Dışarıdan içeriye mektuplar: “Ortak öfke, ortak itiraz, ortak hayal…”

Mine Söğüt

Canım Çiğdem,

Bu mektubu sana ve seninle aynı davadan, aynı saçmalıktan, aynı tuzaktan, aynı, hukuksuzluktan yargılanan ve hem adalet, hem siyaset, hem ülke, hem de insanlık tarihi açısından utanç verici bir şekilde hapse atılan tüm arkadaşlarımıza yazıyorum.

Bu mektubu ben sana... size... içeriye; sokaklardan, deniz kıyılarından, banklardan, köprülerden, yokuşlardan, baharlardan ve yazlardan ve kışlardan yazıyorum.

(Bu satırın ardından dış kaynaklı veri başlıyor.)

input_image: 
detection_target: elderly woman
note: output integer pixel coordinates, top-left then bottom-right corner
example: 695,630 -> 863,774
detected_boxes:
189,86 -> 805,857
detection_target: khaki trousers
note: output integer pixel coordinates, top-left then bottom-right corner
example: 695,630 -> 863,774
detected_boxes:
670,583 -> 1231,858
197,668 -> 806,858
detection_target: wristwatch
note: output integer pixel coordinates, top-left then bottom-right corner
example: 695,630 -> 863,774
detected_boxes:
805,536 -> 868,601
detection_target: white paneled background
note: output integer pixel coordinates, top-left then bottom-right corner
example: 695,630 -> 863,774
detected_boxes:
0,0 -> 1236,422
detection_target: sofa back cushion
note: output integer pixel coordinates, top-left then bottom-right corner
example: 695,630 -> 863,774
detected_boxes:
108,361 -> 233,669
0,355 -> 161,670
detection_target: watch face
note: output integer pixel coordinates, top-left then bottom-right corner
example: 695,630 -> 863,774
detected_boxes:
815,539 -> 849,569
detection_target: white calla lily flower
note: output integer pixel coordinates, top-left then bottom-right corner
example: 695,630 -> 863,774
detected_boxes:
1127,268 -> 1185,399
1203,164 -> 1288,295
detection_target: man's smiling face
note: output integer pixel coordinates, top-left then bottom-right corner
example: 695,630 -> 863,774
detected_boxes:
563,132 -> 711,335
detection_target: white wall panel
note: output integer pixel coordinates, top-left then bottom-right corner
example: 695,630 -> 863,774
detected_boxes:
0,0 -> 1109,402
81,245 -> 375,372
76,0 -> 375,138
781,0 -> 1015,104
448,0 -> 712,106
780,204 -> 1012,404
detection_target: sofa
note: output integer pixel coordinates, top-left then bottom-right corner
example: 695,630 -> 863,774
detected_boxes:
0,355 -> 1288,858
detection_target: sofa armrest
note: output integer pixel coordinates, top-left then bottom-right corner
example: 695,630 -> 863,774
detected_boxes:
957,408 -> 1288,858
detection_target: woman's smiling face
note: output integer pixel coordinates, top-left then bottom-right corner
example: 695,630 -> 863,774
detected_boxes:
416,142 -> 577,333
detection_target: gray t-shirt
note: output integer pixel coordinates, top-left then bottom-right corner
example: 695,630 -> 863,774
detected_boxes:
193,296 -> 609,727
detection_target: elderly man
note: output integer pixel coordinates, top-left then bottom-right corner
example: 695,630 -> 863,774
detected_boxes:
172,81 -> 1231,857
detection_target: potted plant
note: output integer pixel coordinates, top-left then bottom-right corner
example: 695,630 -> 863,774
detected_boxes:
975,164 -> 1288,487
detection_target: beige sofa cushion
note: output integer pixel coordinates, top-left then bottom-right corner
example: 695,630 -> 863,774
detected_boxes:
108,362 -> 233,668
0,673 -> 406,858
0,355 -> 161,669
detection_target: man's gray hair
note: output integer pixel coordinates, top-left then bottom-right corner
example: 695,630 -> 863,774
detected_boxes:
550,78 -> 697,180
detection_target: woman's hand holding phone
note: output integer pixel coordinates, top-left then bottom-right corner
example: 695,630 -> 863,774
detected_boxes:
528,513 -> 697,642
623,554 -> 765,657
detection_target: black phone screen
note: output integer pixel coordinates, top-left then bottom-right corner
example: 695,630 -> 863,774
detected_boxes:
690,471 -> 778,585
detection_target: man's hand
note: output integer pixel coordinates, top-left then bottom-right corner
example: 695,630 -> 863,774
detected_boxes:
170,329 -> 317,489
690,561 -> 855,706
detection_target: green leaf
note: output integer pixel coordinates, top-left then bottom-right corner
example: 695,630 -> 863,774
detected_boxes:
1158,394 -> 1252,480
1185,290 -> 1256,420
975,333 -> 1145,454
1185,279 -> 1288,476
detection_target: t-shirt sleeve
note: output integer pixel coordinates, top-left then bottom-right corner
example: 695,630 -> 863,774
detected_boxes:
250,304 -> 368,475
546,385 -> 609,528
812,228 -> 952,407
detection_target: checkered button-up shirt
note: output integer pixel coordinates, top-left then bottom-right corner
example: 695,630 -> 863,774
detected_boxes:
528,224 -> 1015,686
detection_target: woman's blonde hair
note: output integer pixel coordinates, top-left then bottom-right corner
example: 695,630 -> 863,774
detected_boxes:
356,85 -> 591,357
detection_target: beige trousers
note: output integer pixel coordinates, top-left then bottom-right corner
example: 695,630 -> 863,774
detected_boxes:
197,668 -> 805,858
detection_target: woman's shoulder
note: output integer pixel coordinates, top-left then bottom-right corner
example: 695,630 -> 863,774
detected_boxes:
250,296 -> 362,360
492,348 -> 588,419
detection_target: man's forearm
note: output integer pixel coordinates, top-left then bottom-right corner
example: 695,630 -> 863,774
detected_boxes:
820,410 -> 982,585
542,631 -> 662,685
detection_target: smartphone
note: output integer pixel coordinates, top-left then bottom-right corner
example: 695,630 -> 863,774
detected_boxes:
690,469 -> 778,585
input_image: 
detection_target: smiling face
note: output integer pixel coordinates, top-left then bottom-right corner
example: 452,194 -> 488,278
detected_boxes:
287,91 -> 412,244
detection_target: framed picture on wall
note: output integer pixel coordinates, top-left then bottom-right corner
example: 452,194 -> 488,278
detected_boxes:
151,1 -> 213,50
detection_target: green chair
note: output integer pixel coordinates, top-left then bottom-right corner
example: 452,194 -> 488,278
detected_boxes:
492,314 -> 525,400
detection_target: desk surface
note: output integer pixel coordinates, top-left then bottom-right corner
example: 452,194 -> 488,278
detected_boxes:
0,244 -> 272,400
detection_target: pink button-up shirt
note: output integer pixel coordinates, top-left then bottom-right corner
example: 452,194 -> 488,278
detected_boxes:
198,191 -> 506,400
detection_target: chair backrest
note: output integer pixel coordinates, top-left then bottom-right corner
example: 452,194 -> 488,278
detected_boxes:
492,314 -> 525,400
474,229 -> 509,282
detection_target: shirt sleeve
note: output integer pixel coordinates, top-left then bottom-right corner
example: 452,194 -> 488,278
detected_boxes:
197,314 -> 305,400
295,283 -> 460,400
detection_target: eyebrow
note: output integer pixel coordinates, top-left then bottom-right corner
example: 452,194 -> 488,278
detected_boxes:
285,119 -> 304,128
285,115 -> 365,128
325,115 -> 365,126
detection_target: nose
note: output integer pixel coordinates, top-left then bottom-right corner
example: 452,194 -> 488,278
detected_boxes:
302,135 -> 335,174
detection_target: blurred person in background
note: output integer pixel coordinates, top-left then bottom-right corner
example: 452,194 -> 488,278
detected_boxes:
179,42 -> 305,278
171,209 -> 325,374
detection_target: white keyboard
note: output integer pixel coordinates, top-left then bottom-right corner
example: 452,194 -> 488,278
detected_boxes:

Yazarken de diyorum ki iyi ki değişim diye bir şey var. İyi ki her şey eninde sonunda değişiyor.

Ben bu mektubu size kötü zamanlardan ve iyi zamanlardan yazıyorum. Ve diyorum ki iyi ki iyiyle kötüyü ayırt edebilen bir akıl var, bir kayıt var.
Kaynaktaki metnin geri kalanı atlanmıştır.